Boston, Massachusetts (PRWEB) June 14, 2017
Tisbury Pharmaceuticals, Inc., a pharmaceutical company focused on the discovery and development of first-in-class therapeutics for the treatment of glaucoma has secured $32 million Series A financing. The proceeds will be used to initiate a clinical program for the company’s proprietary glaucoma compound, R-801. The round was led by OrbiMed Israel, Clarus, and HealthCap with participation from Pontifax.
Concurrent with the financing, Marten Steen, MD, PhD, a Partner at HealthCap, will join Tisbury’s Board of Directors along with Nissim Darvish, MD, PhD, Senior Managing Director at OrbiMed Israel and Emmett Cunningham, Jr, MD, PhD, MPH, Managing Director at Clarus.
Brian Levy, OD, MSc, former Chief Medical Officer at both Bausch & Lomb and Aerie Pharmaceuticals, will serve as an independent director.
Gary Sternberg, MD, MBA, former Chief Business Officer of Eleven Biotherapeutics, was appointed Chief Executive Officer and will lead the clinical development out of the Boston office.
”We are very excited to work with Tisbury to develop first and potentially best-in-class products for the treatment of glaucoma, a major cause of blindness worldwide” said Emmett Cunningham.
“This financing from top investors is a testament to the potential of our lead compound, R-801, as a new innovative therapy for glaucoma, and to our nanoparticle drug delivery technology”, said Andrew L. Salzman, MD, Chairman and Founder of Tisbury Pharmaceuticals, Inc.
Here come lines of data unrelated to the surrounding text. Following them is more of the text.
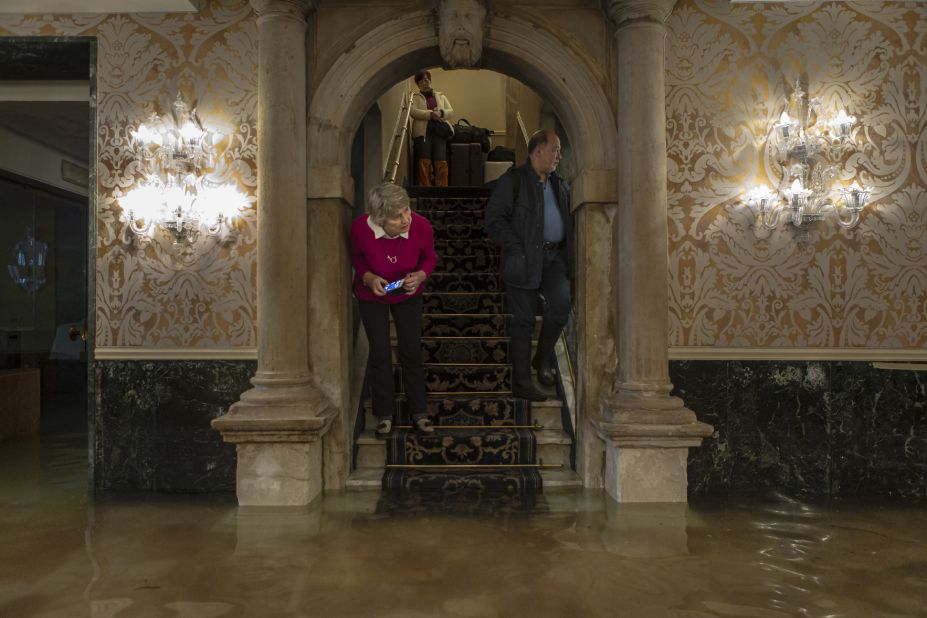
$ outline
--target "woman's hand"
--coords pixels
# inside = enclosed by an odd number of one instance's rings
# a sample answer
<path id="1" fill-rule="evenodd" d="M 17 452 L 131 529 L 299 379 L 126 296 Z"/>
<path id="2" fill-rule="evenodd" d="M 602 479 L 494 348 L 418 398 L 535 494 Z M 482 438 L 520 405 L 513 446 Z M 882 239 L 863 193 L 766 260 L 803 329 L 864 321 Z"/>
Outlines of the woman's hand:
<path id="1" fill-rule="evenodd" d="M 370 271 L 364 273 L 364 276 L 361 277 L 361 282 L 364 284 L 364 287 L 369 288 L 373 292 L 374 296 L 386 296 L 386 292 L 383 290 L 383 286 L 387 285 L 389 282 L 383 277 L 378 277 Z"/>
<path id="2" fill-rule="evenodd" d="M 422 270 L 409 273 L 405 276 L 405 279 L 402 280 L 402 289 L 406 291 L 406 294 L 415 294 L 415 290 L 417 290 L 418 286 L 422 285 L 427 278 L 425 271 Z"/>
<path id="3" fill-rule="evenodd" d="M 441 120 L 441 112 L 439 112 L 439 111 L 437 111 L 437 110 L 431 112 L 431 119 L 432 119 L 432 120 Z"/>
Spun out from Radikal Therapeutics Inc., a multi-national biotechnology firm focused on the discovery and development of transformative pharmaceuticals, Tisbury will focus on advancing the standard of care in glaucoma through development of novel and differentiated ophthalmic drug products.
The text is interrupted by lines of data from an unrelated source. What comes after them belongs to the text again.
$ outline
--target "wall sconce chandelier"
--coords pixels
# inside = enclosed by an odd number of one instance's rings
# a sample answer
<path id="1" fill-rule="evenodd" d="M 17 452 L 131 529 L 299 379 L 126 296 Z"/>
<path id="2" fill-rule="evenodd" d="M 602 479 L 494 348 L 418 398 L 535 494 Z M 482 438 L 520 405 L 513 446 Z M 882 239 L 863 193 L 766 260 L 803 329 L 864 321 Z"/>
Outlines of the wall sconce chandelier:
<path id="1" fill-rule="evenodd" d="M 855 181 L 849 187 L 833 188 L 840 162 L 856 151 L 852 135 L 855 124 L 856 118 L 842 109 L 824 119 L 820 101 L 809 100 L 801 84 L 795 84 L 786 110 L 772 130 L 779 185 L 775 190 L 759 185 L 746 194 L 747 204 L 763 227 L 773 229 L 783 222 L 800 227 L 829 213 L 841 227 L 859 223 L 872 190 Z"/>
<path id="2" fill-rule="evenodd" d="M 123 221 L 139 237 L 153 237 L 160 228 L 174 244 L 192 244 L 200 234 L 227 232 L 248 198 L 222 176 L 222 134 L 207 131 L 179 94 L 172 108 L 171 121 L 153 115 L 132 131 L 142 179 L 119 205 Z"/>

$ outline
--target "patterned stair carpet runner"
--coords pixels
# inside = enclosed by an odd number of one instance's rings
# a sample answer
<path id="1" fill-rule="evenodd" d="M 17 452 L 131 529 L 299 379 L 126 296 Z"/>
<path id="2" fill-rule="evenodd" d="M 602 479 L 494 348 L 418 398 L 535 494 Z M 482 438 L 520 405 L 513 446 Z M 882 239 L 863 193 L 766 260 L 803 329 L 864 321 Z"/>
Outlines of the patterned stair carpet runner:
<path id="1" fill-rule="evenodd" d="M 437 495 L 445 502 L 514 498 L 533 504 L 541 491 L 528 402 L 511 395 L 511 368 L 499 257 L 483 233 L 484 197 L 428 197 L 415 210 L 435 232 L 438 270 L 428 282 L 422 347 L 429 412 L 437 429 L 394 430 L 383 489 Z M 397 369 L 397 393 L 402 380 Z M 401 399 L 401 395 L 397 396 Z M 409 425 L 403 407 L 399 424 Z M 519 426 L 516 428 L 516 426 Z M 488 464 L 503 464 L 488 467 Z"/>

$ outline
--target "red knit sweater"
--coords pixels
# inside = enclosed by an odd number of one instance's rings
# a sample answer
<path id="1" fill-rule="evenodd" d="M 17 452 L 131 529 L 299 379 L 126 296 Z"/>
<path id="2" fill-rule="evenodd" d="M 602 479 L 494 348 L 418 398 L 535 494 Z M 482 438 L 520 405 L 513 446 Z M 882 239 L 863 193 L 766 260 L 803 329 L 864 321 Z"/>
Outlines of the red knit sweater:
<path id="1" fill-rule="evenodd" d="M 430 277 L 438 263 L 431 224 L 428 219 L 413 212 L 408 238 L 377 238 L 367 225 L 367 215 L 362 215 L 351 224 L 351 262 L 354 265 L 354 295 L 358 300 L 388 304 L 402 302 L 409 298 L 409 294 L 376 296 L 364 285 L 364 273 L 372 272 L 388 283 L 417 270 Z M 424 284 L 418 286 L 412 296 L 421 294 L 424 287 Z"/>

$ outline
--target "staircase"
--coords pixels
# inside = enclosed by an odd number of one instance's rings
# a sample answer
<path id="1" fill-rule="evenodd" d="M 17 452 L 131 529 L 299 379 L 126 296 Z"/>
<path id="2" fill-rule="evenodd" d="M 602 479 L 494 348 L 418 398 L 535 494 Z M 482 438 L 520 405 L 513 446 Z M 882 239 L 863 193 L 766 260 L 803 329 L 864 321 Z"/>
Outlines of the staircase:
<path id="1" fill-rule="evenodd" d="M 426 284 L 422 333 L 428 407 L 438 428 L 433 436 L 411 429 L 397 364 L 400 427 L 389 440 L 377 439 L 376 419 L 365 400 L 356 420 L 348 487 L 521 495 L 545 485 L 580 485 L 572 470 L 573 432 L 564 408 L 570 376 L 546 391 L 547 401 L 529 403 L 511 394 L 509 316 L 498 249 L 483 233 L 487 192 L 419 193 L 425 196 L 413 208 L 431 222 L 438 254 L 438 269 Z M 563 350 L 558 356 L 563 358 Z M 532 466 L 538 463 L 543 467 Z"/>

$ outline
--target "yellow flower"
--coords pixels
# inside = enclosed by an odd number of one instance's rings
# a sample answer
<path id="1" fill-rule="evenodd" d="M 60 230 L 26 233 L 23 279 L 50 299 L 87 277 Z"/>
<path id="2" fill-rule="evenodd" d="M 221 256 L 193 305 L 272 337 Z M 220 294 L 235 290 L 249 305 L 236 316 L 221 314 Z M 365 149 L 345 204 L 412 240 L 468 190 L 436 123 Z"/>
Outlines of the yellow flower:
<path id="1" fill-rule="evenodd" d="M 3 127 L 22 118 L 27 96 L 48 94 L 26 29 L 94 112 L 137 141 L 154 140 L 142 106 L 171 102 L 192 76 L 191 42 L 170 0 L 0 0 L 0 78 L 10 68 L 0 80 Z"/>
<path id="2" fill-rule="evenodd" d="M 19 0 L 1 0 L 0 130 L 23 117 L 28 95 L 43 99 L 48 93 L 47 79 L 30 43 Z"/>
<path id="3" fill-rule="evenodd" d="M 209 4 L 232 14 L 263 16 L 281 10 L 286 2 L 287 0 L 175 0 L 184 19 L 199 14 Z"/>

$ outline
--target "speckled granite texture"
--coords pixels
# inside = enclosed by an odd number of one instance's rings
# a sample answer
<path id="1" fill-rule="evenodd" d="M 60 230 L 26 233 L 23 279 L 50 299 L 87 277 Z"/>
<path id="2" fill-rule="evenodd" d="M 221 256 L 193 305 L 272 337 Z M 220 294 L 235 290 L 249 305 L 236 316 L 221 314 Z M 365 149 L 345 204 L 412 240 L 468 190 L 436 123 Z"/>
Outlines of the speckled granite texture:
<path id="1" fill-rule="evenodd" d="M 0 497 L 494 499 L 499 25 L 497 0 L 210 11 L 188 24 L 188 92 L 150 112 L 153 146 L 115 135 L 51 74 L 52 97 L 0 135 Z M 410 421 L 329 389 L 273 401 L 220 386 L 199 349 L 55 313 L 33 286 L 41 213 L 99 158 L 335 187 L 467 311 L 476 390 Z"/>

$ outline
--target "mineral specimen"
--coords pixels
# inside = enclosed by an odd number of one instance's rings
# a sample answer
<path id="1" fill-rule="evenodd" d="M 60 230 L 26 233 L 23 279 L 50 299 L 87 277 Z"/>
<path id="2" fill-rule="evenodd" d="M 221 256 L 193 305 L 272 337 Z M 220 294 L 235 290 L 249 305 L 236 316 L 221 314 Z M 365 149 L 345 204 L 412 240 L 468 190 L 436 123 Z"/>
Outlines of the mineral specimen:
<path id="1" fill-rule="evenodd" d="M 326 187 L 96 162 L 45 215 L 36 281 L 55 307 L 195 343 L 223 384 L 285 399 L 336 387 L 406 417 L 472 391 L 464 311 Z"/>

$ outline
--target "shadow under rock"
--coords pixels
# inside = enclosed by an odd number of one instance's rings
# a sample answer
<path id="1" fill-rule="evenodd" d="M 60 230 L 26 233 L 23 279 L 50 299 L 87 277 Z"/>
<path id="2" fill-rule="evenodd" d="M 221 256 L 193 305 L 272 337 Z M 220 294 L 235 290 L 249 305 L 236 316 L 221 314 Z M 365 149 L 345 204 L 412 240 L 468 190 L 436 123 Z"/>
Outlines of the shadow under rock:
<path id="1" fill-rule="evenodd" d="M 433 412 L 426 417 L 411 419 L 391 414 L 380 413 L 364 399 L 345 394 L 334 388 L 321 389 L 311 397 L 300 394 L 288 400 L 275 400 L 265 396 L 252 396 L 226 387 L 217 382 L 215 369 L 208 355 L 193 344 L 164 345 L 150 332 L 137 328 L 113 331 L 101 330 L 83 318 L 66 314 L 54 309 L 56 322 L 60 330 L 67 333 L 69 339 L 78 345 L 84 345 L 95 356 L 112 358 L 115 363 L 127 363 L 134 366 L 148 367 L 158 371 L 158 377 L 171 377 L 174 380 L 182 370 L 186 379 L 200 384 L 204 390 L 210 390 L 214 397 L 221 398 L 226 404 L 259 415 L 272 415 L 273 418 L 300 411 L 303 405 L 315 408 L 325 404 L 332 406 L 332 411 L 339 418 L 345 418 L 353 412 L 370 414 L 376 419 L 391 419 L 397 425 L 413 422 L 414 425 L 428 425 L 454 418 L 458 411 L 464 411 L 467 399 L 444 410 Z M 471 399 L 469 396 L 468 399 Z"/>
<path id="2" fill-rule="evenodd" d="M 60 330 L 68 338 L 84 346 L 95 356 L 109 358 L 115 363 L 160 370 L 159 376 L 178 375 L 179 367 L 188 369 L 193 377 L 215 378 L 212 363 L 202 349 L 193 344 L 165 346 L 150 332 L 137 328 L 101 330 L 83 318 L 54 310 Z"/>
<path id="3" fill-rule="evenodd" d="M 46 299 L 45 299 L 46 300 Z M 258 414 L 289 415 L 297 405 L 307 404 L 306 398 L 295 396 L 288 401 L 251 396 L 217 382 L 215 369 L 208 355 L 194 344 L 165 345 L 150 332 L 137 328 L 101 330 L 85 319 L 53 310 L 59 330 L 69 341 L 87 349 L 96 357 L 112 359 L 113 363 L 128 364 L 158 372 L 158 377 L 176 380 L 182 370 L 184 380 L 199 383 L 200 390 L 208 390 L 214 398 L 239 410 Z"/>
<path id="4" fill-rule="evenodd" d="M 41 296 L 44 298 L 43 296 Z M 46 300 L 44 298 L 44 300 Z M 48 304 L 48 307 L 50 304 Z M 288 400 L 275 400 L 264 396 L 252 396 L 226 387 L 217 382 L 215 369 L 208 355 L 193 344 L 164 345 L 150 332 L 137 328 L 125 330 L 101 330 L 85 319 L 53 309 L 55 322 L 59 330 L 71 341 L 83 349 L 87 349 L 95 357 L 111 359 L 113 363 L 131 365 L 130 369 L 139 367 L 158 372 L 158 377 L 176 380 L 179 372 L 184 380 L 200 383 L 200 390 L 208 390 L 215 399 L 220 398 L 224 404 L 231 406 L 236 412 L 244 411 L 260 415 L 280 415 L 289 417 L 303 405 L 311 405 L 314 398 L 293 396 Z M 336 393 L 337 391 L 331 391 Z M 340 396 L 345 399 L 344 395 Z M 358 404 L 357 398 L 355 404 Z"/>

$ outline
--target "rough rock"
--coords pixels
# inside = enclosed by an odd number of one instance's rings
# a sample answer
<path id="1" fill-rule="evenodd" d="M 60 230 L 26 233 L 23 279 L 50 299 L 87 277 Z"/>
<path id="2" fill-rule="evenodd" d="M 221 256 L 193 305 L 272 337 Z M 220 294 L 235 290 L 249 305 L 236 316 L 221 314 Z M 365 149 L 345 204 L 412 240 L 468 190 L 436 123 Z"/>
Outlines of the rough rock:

About Tisbury Pharmaceuticals
Tisbury Pharmaceuticals is a pharmaceutical company focused on the discovery, development, and commercialization of groundbreaking therapies to treat glaucoma. The Company’s lead clinical candidate, R-801, markedly decreases intraocular pressure by increasing intraocular fluid egress through the trabecular meshwork.